In a statement submitted to the stock market regulator this morning, the firm, led by Luis Amodio, said it has “agreed in principle with certain holders of OHL Operations’ senior guaranteed notes, which represent 33% of the notes outstanding.” And he adds that a pact is possible subject to the signing of an agreement on imprisonment

(a period during which the sale of shares or interests is avoided) “by AHG (special interest group) bondholders and the company, reflecting agreements reached and which the parties are already working on.” Following this demand, the construction company will activate the process to obtain the adherence of the remaining bondholders.

This principle of agreement with the banks and a portion of their bondholders, OHLA explains, “suggests that proposals for capital increases will be submitted for approval by the company’s shareholders at the next extraordinary general meeting.” The company plans to make two capital injections: a first of 70 million with no right of first refusal for shareholders and a second capital increase of 80 million with a right of first refusal for members.

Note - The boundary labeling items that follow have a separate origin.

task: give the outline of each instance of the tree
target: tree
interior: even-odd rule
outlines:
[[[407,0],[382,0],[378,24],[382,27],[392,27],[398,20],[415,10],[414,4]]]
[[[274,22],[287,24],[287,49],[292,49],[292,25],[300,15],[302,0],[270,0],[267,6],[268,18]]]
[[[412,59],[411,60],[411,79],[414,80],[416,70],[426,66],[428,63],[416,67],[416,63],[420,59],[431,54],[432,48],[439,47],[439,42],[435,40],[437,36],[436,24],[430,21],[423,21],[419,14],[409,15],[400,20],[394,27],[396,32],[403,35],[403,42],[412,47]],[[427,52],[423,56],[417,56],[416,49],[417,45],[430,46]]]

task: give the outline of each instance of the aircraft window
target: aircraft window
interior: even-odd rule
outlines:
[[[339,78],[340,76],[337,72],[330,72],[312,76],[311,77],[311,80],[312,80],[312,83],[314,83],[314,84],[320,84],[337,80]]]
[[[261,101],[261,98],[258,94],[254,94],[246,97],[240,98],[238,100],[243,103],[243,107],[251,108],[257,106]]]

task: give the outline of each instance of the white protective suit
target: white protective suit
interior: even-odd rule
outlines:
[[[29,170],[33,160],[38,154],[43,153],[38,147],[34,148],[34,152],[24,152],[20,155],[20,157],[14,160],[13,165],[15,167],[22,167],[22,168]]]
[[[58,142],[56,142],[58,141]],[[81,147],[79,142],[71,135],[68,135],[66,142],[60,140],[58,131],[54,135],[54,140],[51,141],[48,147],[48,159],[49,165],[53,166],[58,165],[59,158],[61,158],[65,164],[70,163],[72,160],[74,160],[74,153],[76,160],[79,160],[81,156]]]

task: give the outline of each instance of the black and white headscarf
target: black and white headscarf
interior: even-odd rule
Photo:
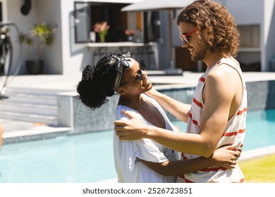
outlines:
[[[114,84],[114,91],[117,91],[121,84],[122,75],[123,73],[123,69],[129,69],[131,66],[131,64],[129,63],[130,54],[130,52],[127,53],[122,54],[121,56],[117,56],[116,55],[112,55],[111,61],[109,62],[110,66],[113,66],[115,65],[116,70],[118,71],[116,72],[116,80]]]

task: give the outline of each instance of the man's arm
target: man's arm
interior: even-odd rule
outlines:
[[[211,166],[235,168],[236,160],[240,157],[240,152],[232,151],[233,149],[232,146],[227,146],[216,150],[209,158],[200,157],[187,160],[171,160],[161,163],[140,160],[162,175],[179,175]]]

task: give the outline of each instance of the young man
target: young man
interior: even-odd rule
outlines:
[[[176,18],[182,47],[192,60],[207,65],[200,78],[191,105],[182,103],[155,90],[146,93],[179,120],[188,122],[186,133],[142,124],[130,112],[129,120],[115,122],[121,139],[147,138],[184,153],[183,159],[210,156],[214,150],[232,144],[238,148],[245,134],[245,84],[236,55],[239,34],[233,16],[212,1],[196,1],[184,8]],[[182,174],[178,182],[244,182],[240,168],[210,167]]]
[[[129,53],[108,53],[97,65],[87,65],[82,71],[77,88],[80,99],[94,110],[116,92],[119,100],[115,120],[128,119],[122,113],[128,110],[138,115],[144,124],[161,127],[167,132],[177,132],[159,103],[144,94],[152,87],[145,68],[145,64],[131,58]],[[118,182],[176,182],[177,174],[209,166],[234,168],[241,149],[233,151],[232,148],[227,146],[219,148],[209,158],[178,160],[176,151],[152,140],[123,141],[114,136],[114,158]],[[156,170],[142,162],[153,165]]]

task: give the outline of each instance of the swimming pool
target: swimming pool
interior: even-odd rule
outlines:
[[[183,130],[185,124],[174,122]],[[0,182],[88,183],[116,177],[113,131],[7,144],[0,151]],[[248,113],[243,151],[275,145],[275,110]]]

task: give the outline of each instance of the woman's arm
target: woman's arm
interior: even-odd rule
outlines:
[[[214,151],[209,158],[200,157],[186,160],[172,160],[164,163],[152,163],[140,160],[145,165],[162,175],[179,175],[211,166],[220,166],[225,168],[234,168],[236,160],[240,157],[241,148],[236,151],[233,146],[226,146]]]

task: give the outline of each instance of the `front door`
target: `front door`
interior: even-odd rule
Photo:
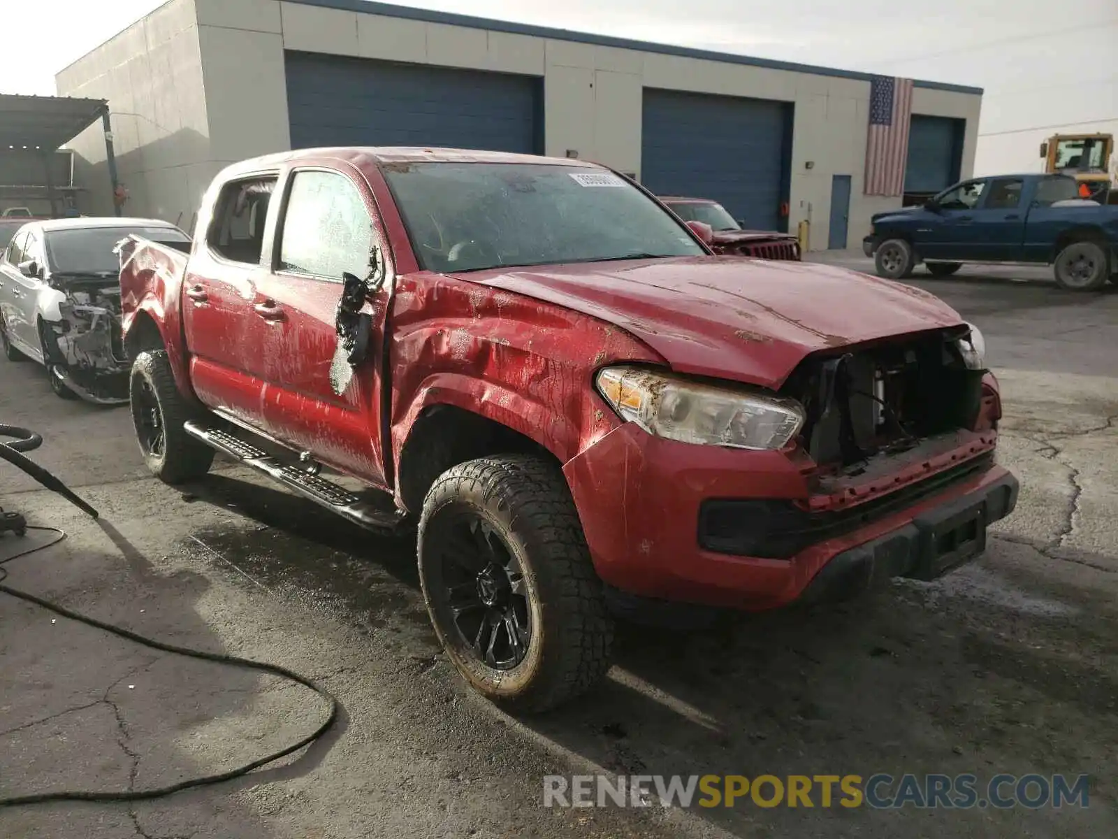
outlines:
[[[277,175],[226,183],[212,223],[195,244],[182,290],[191,381],[209,407],[259,426],[264,359],[254,346],[256,287]]]
[[[831,228],[827,247],[832,251],[846,249],[846,228],[850,221],[850,176],[835,175],[831,178]]]
[[[326,465],[385,486],[380,439],[383,322],[390,272],[372,274],[376,313],[368,358],[342,393],[331,379],[342,275],[370,276],[387,248],[371,191],[356,169],[303,168],[285,179],[272,273],[254,301],[257,347],[266,360],[265,427]]]
[[[925,210],[917,232],[920,256],[930,260],[980,260],[982,229],[976,207],[986,191],[985,180],[960,183],[939,196],[935,211]]]
[[[15,339],[17,345],[27,343],[27,315],[25,308],[28,305],[28,281],[19,272],[19,263],[23,262],[23,251],[27,246],[26,232],[17,233],[8,244],[3,261],[0,262],[0,318],[3,319],[3,328],[9,340]],[[38,341],[30,345],[38,349]]]
[[[28,347],[34,347],[41,351],[42,341],[39,338],[38,302],[39,293],[46,286],[42,277],[46,276],[47,266],[42,251],[42,234],[31,229],[27,234],[23,244],[21,262],[34,262],[36,273],[34,276],[25,276],[19,267],[12,272],[13,291],[16,293],[15,334]]]
[[[1021,206],[1022,178],[993,178],[975,209],[976,260],[1003,262],[1022,258],[1025,209]]]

A consortium led by José Elias, founder and president of Audax Renovables, will provide the construction group with 30 million euros for the revitalization of OHLA. Joining him in OHLA will be businessman José Eulalio Posa (founder of MásMóvil), Inveready (manager led by Josep Maria Echarri) and renewable energy company Coenersol, pooling 20 million euros between them. This group, sources close to the negotiations explain, will have two of its own directors out of ten seats on the governing body once the capital increase is implemented.

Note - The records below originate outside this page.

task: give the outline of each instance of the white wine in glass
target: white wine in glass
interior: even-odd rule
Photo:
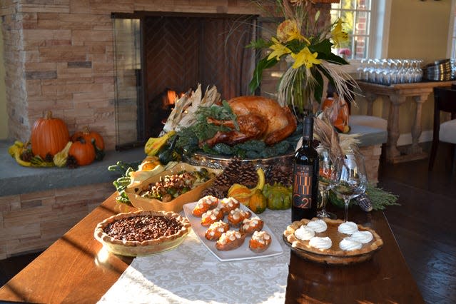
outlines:
[[[331,161],[329,151],[327,148],[318,147],[317,148],[317,152],[318,152],[318,161],[320,162],[318,191],[320,191],[320,196],[321,198],[321,201],[319,201],[317,218],[335,219],[335,214],[326,211],[329,191],[333,187],[333,184],[330,181],[331,176],[335,174],[334,164],[333,163],[333,161]]]
[[[336,174],[331,179],[332,189],[343,198],[346,222],[350,200],[363,193],[368,186],[364,157],[359,153],[353,153],[338,158],[335,162]]]

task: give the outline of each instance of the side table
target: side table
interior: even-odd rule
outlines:
[[[379,96],[389,98],[391,106],[388,113],[388,138],[385,156],[391,163],[422,159],[427,157],[418,143],[421,135],[421,114],[422,103],[436,86],[450,86],[453,81],[423,81],[414,83],[397,83],[391,86],[358,81],[363,93],[368,100],[368,115],[372,115],[373,103]],[[416,103],[415,121],[412,126],[412,146],[406,151],[397,148],[399,138],[399,107],[407,97],[412,97]]]

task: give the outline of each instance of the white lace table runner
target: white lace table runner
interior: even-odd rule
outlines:
[[[177,248],[135,258],[98,303],[283,303],[290,249],[282,233],[290,210],[260,214],[283,249],[280,255],[219,261],[192,231]]]

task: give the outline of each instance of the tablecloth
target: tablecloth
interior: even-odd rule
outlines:
[[[173,250],[136,258],[98,303],[283,303],[290,249],[282,233],[290,211],[267,210],[259,216],[279,240],[281,255],[219,261],[191,231]]]

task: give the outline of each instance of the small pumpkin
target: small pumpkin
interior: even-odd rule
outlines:
[[[65,148],[69,138],[65,122],[52,117],[52,112],[49,111],[44,118],[34,123],[30,136],[31,151],[34,156],[39,156],[43,159],[48,154],[54,156]]]
[[[95,141],[96,148],[99,150],[104,150],[104,141],[103,140],[103,137],[99,133],[91,131],[88,128],[88,126],[86,126],[83,128],[83,131],[75,132],[74,134],[71,136],[71,141],[74,142],[77,141],[79,137],[83,138],[88,143],[91,143],[93,140]]]
[[[79,166],[90,165],[95,160],[95,149],[92,143],[78,137],[71,145],[68,155],[73,156]]]
[[[338,101],[338,103],[334,103],[334,101]],[[331,123],[335,128],[342,133],[348,133],[350,131],[348,126],[348,119],[350,117],[348,111],[348,105],[343,99],[338,97],[335,98],[328,98],[322,104],[321,108],[325,111],[330,111],[330,117]]]

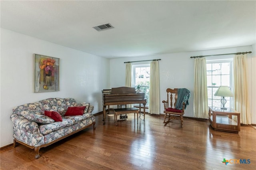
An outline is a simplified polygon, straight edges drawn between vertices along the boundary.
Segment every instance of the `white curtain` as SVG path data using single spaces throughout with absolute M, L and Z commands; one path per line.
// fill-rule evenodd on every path
M 235 55 L 234 59 L 234 109 L 240 113 L 241 123 L 251 124 L 248 96 L 246 54 Z
M 204 57 L 195 59 L 194 116 L 208 119 L 206 62 Z
M 158 61 L 150 63 L 149 113 L 160 114 L 159 89 L 159 66 Z
M 125 86 L 132 87 L 132 64 L 126 63 L 125 70 Z
M 132 64 L 126 63 L 125 69 L 125 87 L 132 87 Z M 133 107 L 133 105 L 127 105 L 127 107 Z

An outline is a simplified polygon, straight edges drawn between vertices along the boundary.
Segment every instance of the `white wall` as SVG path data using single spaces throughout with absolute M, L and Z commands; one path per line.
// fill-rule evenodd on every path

Brothers Luis and Mauricio Amodio, the main shareholders of OHLA, are leading the investor attraction process, which also opens the door to Mexican real estate businessman Andres Holzer, who will invest 25 million euros. This new shareholder is assigned ownership of the board of directors.

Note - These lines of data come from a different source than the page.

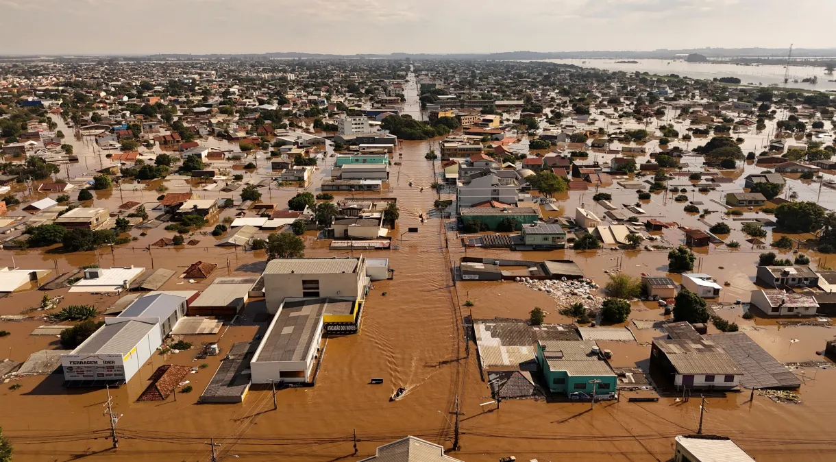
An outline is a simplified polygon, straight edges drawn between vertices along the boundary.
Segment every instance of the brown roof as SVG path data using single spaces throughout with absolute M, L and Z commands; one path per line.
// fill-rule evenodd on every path
M 183 381 L 191 367 L 164 364 L 150 377 L 151 383 L 136 398 L 137 401 L 165 401 Z
M 217 264 L 198 261 L 189 266 L 189 269 L 183 273 L 183 277 L 187 279 L 207 278 L 216 268 L 217 268 Z
M 160 201 L 162 205 L 176 205 L 191 198 L 191 192 L 169 192 Z
M 271 218 L 298 218 L 302 216 L 302 212 L 297 210 L 273 210 L 270 214 Z
M 121 210 L 130 210 L 131 208 L 136 207 L 137 205 L 140 205 L 140 203 L 135 201 L 128 201 L 123 203 L 122 205 L 119 206 L 119 208 Z

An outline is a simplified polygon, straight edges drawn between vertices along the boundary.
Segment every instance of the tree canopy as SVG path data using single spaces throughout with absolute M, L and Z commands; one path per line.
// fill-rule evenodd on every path
M 706 307 L 706 300 L 694 292 L 683 288 L 676 295 L 674 303 L 674 321 L 676 322 L 686 321 L 690 323 L 707 322 L 708 309 Z
M 291 233 L 273 233 L 267 239 L 267 259 L 305 256 L 305 241 Z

The last 26 million allocated for the capital increase came from the Amodio companies, avoiding dilution and remaining as benchmark shareholders, perhaps trimming a couple of points from their current 26% position. The Amodio family will reduce from three representatives on the board to two but will place its most trusted man in Madrid, also Mexican Tomas Ruiz, as the chief executive agreed with new investors.

A total of €40 million of the increase remains in the hands of minority shareholders, who have a new issued title worth €0.25. In the first minutes of trading on the stock market this morning, OHLA shares lost 0.4%, falling to €0.30 per share.